Cara Mengetahui Distribusi dan Akumulasi dalam Forex

Hello Sobat Dimensiku, kamu pasti sudah tidak asing lagi dengan istilah forex. Bisnis yang satu ini memang sangat menjanjikan keuntungan yang besar, namun juga memerlukan pengetahuan yang cukup untuk dapat sukses. Salah satu hal yang perlu kamu ketahui adalah tentang distribusi dan akumulasi dalam forex. Dalam artikel ini, kita akan membahas tentang cara mengetahui distribusi dan akumulasi dalam forex.

Apa itu Distribusi dan Akumulasi?

Distribusi dan akumulasi adalah istilah yang digunakan dalam dunia trading saham dan forex. Distribusi adalah ketika suatu pihak memperdagangkan saham atau mata uang yang dimilikinya dengan tujuan menjual sebanyak-banyaknya ke pasar, sedangkan akumulasi adalah ketika suatu pihak membeli saham atau mata uang dengan jumlah besar untuk disimpan di portofolionya.

Kenapa Perlu Mengetahui Distribusi dan Akumulasi?
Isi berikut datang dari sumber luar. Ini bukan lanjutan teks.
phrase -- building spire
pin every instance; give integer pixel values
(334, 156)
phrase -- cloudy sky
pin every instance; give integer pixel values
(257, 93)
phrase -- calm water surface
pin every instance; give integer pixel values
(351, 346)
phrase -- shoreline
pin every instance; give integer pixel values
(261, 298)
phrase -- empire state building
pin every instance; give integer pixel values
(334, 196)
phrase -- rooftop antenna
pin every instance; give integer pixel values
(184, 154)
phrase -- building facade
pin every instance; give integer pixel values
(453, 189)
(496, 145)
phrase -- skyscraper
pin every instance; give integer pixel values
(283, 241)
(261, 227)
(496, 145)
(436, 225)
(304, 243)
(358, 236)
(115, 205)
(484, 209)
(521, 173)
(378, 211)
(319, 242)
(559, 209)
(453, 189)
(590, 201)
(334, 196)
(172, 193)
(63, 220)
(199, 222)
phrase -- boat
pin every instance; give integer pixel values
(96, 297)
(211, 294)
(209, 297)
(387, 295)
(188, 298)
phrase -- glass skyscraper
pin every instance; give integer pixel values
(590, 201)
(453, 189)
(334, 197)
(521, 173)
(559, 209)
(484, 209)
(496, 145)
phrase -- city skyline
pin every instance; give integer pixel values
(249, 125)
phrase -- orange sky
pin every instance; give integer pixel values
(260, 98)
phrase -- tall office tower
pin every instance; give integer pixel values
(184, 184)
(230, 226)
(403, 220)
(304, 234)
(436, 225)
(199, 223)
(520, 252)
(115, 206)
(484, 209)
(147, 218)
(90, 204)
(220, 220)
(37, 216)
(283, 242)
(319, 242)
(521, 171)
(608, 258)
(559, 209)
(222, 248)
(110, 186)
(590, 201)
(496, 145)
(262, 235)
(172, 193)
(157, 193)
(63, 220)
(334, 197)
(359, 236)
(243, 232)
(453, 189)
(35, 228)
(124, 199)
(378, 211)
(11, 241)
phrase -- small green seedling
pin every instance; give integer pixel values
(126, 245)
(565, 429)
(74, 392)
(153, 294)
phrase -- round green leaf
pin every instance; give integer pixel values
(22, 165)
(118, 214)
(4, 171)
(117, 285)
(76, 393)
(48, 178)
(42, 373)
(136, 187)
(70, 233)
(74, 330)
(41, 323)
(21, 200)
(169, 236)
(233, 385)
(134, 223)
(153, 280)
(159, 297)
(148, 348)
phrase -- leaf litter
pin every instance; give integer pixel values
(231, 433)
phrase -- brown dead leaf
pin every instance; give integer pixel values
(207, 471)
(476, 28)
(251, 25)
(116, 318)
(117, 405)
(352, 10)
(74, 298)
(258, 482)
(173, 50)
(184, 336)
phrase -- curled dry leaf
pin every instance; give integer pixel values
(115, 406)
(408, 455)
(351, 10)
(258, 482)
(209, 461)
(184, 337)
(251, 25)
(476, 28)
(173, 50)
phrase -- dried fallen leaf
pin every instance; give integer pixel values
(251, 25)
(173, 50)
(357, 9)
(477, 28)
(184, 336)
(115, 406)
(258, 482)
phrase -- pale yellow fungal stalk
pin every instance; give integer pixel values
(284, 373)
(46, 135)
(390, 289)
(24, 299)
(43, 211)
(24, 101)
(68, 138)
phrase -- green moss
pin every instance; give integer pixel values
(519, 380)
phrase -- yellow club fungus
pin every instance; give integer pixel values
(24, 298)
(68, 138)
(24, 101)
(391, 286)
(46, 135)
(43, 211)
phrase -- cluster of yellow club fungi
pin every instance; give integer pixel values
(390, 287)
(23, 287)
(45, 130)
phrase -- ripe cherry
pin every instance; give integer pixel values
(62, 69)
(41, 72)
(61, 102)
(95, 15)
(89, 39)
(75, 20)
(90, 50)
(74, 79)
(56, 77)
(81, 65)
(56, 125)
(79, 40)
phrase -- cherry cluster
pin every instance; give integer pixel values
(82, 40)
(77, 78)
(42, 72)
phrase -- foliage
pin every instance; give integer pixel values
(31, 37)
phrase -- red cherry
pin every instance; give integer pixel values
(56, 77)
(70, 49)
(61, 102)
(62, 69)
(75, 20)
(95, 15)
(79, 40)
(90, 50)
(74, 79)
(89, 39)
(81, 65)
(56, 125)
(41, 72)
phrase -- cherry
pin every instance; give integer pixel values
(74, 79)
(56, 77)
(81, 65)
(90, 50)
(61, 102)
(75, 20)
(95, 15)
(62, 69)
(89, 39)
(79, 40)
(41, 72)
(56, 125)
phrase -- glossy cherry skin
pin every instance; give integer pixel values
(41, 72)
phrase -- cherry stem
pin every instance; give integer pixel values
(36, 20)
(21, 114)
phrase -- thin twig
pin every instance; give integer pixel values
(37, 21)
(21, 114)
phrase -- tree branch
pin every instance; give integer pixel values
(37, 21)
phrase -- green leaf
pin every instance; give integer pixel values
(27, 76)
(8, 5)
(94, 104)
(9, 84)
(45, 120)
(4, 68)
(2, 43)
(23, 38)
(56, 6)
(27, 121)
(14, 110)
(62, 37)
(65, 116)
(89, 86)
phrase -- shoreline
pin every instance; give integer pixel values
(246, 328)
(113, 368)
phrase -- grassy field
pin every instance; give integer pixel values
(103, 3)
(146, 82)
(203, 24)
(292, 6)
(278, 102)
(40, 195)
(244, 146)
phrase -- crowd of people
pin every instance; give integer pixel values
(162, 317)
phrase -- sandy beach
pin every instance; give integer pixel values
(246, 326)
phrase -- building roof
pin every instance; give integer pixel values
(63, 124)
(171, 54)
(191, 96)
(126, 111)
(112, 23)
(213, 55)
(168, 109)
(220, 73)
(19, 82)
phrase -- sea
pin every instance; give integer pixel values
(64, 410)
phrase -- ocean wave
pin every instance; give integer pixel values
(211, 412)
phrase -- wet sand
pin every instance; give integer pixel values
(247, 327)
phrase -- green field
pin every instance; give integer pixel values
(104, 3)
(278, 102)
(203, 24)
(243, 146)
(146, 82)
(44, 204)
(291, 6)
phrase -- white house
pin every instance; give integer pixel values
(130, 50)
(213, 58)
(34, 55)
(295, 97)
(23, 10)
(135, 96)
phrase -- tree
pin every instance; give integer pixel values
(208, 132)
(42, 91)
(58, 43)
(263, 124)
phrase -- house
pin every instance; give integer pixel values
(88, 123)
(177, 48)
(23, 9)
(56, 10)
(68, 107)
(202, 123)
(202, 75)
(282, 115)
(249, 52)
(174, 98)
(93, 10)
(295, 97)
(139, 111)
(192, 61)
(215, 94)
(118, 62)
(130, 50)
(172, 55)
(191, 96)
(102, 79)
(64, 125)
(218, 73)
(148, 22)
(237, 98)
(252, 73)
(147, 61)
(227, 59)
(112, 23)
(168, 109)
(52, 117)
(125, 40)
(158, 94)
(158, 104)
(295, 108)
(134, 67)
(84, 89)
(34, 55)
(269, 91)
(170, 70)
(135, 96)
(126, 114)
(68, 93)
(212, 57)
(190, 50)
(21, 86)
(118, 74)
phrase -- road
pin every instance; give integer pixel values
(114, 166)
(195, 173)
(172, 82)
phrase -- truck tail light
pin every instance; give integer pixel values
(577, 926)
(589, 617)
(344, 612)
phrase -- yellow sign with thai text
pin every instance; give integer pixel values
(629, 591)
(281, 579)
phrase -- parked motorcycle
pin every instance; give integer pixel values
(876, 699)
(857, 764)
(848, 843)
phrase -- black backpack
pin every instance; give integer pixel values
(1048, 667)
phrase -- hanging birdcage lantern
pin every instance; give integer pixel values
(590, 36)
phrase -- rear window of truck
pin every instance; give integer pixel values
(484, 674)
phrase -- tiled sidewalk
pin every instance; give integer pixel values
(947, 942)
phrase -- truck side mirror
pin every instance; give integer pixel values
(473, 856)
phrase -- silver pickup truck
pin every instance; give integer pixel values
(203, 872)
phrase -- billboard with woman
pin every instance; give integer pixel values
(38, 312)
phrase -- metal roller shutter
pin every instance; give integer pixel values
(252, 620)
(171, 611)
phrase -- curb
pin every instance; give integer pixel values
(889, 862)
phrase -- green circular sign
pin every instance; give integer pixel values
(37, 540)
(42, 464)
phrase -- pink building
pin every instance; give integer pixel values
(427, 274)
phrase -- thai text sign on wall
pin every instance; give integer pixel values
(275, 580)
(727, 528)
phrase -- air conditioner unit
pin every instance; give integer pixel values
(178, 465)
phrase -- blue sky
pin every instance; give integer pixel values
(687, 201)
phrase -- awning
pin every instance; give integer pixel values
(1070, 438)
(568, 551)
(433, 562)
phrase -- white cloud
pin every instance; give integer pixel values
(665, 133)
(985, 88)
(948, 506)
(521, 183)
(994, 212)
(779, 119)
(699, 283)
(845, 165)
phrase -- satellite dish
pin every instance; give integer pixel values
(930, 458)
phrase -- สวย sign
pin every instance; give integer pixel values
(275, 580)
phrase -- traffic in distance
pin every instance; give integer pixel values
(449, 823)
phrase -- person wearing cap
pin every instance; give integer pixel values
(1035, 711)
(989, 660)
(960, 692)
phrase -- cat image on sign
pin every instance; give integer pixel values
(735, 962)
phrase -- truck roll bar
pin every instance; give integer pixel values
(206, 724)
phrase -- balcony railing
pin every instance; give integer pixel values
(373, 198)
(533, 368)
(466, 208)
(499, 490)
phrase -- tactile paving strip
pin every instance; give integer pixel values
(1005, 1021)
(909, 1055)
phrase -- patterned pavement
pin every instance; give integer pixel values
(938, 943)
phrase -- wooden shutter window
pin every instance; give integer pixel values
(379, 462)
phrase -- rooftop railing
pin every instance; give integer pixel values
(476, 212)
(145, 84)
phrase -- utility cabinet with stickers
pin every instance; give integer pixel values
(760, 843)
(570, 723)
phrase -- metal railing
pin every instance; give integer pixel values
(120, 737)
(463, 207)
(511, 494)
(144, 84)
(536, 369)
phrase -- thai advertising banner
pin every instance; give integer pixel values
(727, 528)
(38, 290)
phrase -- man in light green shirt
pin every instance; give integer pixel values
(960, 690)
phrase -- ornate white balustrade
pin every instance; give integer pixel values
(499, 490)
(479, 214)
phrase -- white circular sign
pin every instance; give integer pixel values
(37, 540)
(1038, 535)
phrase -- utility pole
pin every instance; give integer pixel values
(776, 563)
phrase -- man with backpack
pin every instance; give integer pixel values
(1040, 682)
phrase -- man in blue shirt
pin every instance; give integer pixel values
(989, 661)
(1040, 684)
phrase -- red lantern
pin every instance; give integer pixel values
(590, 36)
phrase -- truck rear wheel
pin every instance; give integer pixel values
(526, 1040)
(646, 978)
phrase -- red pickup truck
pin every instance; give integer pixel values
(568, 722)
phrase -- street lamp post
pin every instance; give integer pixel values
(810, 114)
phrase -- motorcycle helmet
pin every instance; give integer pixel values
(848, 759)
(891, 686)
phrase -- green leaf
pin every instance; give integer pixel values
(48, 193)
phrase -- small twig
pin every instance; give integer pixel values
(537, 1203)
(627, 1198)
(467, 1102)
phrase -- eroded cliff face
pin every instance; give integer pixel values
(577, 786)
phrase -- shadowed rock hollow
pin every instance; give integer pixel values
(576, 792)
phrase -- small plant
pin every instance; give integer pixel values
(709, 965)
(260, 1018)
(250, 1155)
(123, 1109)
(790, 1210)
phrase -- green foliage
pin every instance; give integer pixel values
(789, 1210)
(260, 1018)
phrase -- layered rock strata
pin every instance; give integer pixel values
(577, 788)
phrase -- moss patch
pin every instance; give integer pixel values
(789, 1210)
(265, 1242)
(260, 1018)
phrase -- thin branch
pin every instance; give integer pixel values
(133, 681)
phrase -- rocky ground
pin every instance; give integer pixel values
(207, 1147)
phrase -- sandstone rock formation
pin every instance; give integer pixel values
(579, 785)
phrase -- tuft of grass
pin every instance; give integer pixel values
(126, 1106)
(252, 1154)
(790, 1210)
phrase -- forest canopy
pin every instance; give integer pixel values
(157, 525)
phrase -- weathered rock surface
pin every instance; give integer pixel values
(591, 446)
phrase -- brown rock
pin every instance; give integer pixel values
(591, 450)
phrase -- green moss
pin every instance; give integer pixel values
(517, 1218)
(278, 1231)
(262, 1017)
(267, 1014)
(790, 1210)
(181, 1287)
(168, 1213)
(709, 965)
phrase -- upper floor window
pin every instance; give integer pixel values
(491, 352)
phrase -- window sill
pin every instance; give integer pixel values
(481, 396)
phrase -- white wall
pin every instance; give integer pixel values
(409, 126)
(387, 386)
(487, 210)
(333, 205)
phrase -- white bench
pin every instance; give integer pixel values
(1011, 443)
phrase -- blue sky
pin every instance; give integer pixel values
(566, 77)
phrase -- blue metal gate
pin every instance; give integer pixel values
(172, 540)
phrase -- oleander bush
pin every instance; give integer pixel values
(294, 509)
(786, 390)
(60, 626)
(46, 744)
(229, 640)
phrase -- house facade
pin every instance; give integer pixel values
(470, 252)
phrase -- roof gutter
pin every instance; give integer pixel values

Mengetahui distribusi dan akumulasi sangat penting dalam trading forex karena bisa membantu kamu untuk mengantisipasi pergerakan harga pada masa depan. Ketika terjadi distribusi, harga biasanya akan turun karena banyaknya penjual yang masuk ke pasar, sedangkan ketika terjadi akumulasi, harga biasanya akan naik karena banyaknya pembeli yang masuk ke pasar.

Cara Mengetahui Distribusi dan Akumulasi

Ada beberapa cara yang bisa kamu gunakan untuk mengetahui distribusi dan akumulasi dalam forex, di antaranya adalah:

1. Analisa Volume

Volume perdagangan adalah salah satu indikator yang dapat menunjukkan distribusi atau akumulasi. Jika volume meningkat ketika harga turun, itu menunjukkan distribusi, sedangkan jika volume meningkat ketika harga naik, itu menunjukkan akumulasi.

2. Analisa Grafik Candlestick

Grafik candlestick dapat membantu kamu mengetahui distribusi dan akumulasi. Pola candlestick seperti bearish engulfing atau shooting star menunjukkan distribusi, sedangkan pola candlestick seperti bullish engulfing atau hammer menunjukkan akumulasi.

3. Analisa Indikator Teknikal

Indikator teknikal seperti Moving Average, Relative Strength Index (RSI), dan MACD dapat membantu kamu mengetahui distribusi dan akumulasi. Jika indikator menunjukkan sinyal bearish, itu menunjukkan distribusi, sedangkan jika indikator menunjukkan sinyal bullish, itu menunjukkan akumulasi.

FAQ

1. Apa bedanya antara distribusi dan akumulasi?

Distribusi adalah ketika suatu pihak memperdagangkan saham atau mata uang yang dimilikinya dengan tujuan menjual sebanyak-banyaknya ke pasar, sedangkan akumulasi adalah ketika suatu pihak membeli saham atau mata uang dengan jumlah besar untuk disimpan di portofolionya.

2. Kenapa perlu mengetahui distribusi dan akumulasi?

Mengetahui distribusi dan akumulasi sangat penting dalam trading forex karena bisa membantu kamu untuk mengantisipasi pergerakan harga pada masa depan.

3. Apa saja cara untuk mengetahui distribusi dan akumulasi?

Ada beberapa cara yang bisa kamu gunakan untuk mengetahui distribusi dan akumulasi dalam forex, di antaranya adalah analisa volume, analisa grafik candlestick, dan analisa indikator teknikal.

Kesimpulan

Mengetahui distribusi dan akumulasi sangat penting dalam trading forex karena bisa membantu kamu untuk mengantisipasi pergerakan harga pada masa depan. Ada beberapa cara yang bisa kamu gunakan untuk mengetahui distribusi dan akumulasi, seperti analisa volume, analisa grafik candlestick, dan analisa indikator teknikal. Dengan memahami distribusi dan akumulasi, kamu menjadi lebih siap dalam mengambil keputusan trading dan meningkatkan peluang keuntungan.

Sampai jumpa kembali di artikel menarik lainnya!